I know I did not get anything written last week. Right out of the gate I dropped the ball. The end of the week got a little bogged down with work and I panicked over what to say about Hepatitis C, so I didn’t say anything at all. I’m bad and I apologize.
Over the weekend I decided I want this to be a more personal look at the people who battle the virus and the support people around them…
The Faces of Hepatitis C
I can run you off a list of celebrities who tested positive for the virus, Naomi Judd, David Crosby, Gregg Allman, Jim Nabors, Christopher Lawford, Allen Ginsberg, Evil Knievel, Mickey Mantle… The list spans many generations and many genres.
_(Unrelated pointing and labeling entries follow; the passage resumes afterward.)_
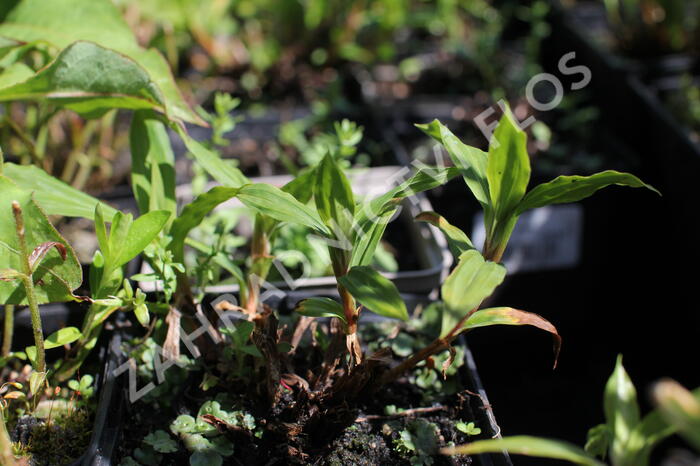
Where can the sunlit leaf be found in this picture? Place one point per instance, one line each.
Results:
(375, 292)
(53, 195)
(458, 241)
(525, 445)
(55, 278)
(510, 316)
(473, 280)
(621, 409)
(320, 307)
(565, 189)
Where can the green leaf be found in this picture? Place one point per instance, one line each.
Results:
(101, 231)
(333, 195)
(99, 22)
(424, 179)
(152, 164)
(470, 160)
(472, 281)
(621, 409)
(211, 162)
(206, 458)
(279, 205)
(510, 316)
(321, 307)
(89, 79)
(53, 195)
(15, 73)
(375, 292)
(141, 232)
(55, 277)
(161, 442)
(565, 189)
(302, 186)
(366, 243)
(62, 337)
(598, 440)
(141, 313)
(508, 167)
(526, 445)
(680, 408)
(36, 381)
(264, 198)
(458, 241)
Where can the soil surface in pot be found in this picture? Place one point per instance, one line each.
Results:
(405, 422)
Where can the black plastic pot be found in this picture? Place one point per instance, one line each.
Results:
(107, 357)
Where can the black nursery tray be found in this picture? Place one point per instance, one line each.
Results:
(109, 412)
(109, 415)
(428, 247)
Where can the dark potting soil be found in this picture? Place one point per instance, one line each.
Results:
(394, 425)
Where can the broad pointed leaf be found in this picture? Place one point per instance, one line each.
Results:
(424, 179)
(333, 195)
(100, 22)
(565, 189)
(621, 409)
(680, 408)
(508, 167)
(470, 160)
(321, 307)
(141, 232)
(375, 292)
(472, 281)
(458, 241)
(510, 316)
(526, 445)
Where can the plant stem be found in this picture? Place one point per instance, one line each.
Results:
(29, 289)
(6, 456)
(8, 330)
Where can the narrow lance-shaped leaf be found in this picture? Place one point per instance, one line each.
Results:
(621, 409)
(99, 22)
(424, 179)
(470, 160)
(53, 195)
(141, 232)
(472, 281)
(320, 307)
(375, 292)
(565, 189)
(508, 167)
(264, 198)
(680, 408)
(526, 445)
(55, 276)
(458, 241)
(510, 316)
(152, 164)
(211, 162)
(333, 195)
(62, 337)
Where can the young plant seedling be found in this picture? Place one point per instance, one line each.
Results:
(353, 234)
(499, 180)
(625, 438)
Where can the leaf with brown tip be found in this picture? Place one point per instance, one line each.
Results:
(510, 316)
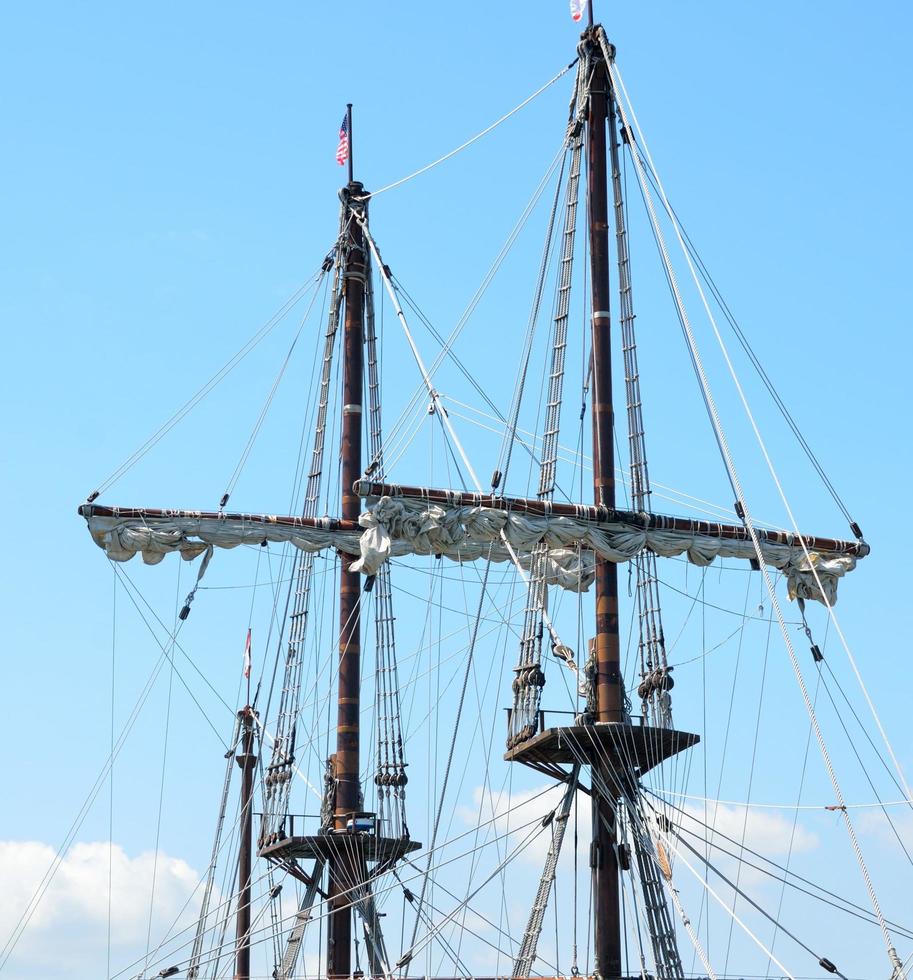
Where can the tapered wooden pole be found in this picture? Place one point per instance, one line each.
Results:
(342, 869)
(610, 698)
(247, 761)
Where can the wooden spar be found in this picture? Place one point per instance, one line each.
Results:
(342, 868)
(609, 690)
(247, 761)
(268, 520)
(609, 515)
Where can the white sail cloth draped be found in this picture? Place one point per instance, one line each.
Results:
(397, 526)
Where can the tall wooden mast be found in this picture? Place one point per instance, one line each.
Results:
(343, 870)
(247, 760)
(609, 691)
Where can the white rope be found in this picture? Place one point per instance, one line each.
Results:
(439, 406)
(763, 447)
(295, 768)
(749, 524)
(779, 806)
(473, 139)
(731, 912)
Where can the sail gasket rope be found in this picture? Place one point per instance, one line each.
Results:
(894, 959)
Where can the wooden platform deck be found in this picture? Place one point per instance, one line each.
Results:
(366, 847)
(628, 749)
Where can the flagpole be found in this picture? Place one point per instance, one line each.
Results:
(349, 120)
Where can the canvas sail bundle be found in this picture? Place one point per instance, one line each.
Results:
(397, 525)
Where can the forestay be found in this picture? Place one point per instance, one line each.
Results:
(397, 525)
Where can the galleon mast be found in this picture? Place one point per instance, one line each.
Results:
(342, 870)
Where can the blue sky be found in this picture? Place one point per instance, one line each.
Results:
(169, 180)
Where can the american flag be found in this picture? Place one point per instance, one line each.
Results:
(342, 150)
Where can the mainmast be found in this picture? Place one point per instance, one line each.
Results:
(344, 871)
(609, 691)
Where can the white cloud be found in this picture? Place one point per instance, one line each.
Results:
(67, 933)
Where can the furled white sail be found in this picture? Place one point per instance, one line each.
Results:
(398, 526)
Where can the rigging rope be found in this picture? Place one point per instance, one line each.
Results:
(475, 138)
(202, 392)
(734, 479)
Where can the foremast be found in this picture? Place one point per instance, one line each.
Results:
(343, 873)
(606, 646)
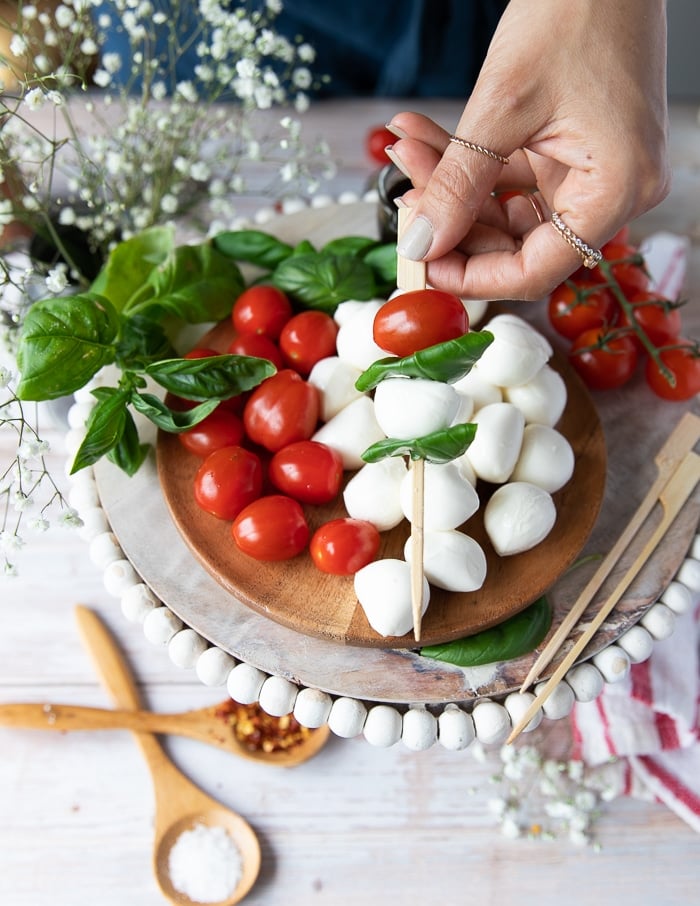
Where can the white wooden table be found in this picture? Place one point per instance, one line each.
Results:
(356, 824)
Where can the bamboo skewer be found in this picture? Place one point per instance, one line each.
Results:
(680, 442)
(672, 499)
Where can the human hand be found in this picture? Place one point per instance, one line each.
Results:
(575, 97)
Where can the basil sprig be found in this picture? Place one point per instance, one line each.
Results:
(513, 638)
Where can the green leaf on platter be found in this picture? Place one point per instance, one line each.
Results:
(446, 362)
(214, 377)
(513, 638)
(439, 447)
(64, 343)
(252, 246)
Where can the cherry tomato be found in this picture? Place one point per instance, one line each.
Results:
(376, 140)
(657, 317)
(261, 309)
(307, 338)
(228, 480)
(603, 365)
(221, 428)
(575, 307)
(417, 319)
(683, 361)
(281, 410)
(259, 345)
(308, 471)
(271, 528)
(342, 546)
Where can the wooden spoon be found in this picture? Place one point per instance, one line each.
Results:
(180, 805)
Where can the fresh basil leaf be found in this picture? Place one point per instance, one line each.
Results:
(64, 343)
(104, 429)
(323, 281)
(440, 446)
(252, 246)
(445, 362)
(167, 419)
(214, 377)
(514, 637)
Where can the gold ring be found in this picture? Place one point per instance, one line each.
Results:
(590, 256)
(479, 149)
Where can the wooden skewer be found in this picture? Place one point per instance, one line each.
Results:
(672, 498)
(681, 441)
(412, 275)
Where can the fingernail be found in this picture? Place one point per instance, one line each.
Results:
(396, 160)
(416, 242)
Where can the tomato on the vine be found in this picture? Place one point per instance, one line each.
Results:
(228, 480)
(683, 363)
(577, 306)
(342, 546)
(282, 409)
(261, 309)
(307, 338)
(271, 528)
(417, 319)
(603, 361)
(307, 470)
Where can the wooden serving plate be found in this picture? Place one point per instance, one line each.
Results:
(297, 595)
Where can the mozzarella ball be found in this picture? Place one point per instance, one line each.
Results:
(516, 354)
(495, 449)
(546, 458)
(518, 516)
(449, 500)
(383, 589)
(374, 493)
(451, 560)
(351, 431)
(412, 407)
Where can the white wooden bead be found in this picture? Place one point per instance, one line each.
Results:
(244, 683)
(137, 602)
(455, 728)
(185, 647)
(586, 681)
(277, 696)
(347, 717)
(516, 704)
(213, 666)
(161, 625)
(613, 662)
(383, 726)
(559, 702)
(312, 707)
(491, 722)
(659, 621)
(419, 730)
(637, 642)
(118, 576)
(678, 597)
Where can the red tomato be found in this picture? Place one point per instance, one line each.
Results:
(342, 546)
(683, 361)
(376, 140)
(603, 364)
(575, 307)
(258, 345)
(308, 471)
(221, 428)
(271, 528)
(228, 480)
(417, 319)
(261, 309)
(657, 317)
(307, 338)
(281, 410)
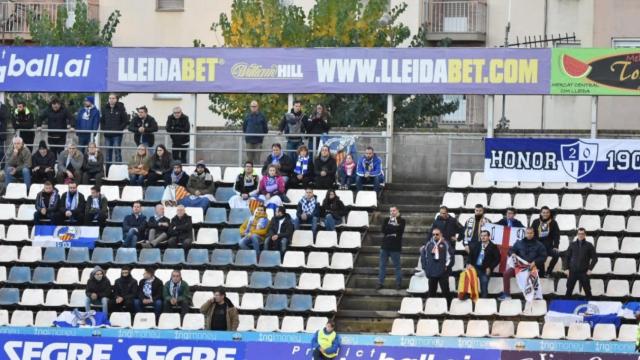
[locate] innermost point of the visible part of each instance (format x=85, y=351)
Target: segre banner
x=562, y=160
What it doesn’t cover are the superstars that fight this battle without benefit of limelight or multi-million dollar bank accounts. People like my husband and my friends.
Back in 1996 my future husband started feeling blah. He was constantly complaining about abdominal pain, being achy all over, and very tired. No one took him seriously. He spent many hours in the ER back then. Always with the same result, NOTHING WRONG GO HOME.
That was until some blood work came back with higher than normal white count and the attending ER doctor found swollen lymph nodes. The original guess, and yes I do mean guess, was lymphoma. It makes for a really wonderful day when an oncologist leaves a message on your answering machine saying they think you have cancer.
After more blood tests, ultra sounds, and cat scans they said oops we were wrong, you have hepatitis C. What a relief, only Hepatitis C. By the way what exactly is Hepatitis C?
Discovered only seven years prior, there was very little information. The doctors could only pass along it was considered a blood borne virus, contagious, and spread by bodily fluids. How contagious and what bodily fluids they were unsure. However; precautions similar to those for HIV should be taken. The virus would attack the liver leading to cirrhosis, liver cancer, and probably death. There were experimental trials for treatment starting soon, but the success rate was not looking good. Treatment might lead to remission, but not a cure.
This was the beginning of the journey into Hep C hell and back. Thankfully the internet had made its debut and we scoured the fledgling AOL for answers. Chat rooms, message boards, and forums were how we learned. Along the way we met many wonderful people. Some searching for answers, all willing to share their stories. These are the brave people who worked, despite the stigma of Hep C, educating others and becoming medical guinea pigs. Without them there may have been little advancement in testing or treatment. They deserve our everlasting thanks. They are the faces of Hepatitis C.
Today, people still search for answers. Hepatitis C has been put on a back burner and the virus is continuing to spread. It needs to be talked about, it needs to be brought out in the open. Only then can we stop it and work towards a cure.
I’m starting here. I’m starting now.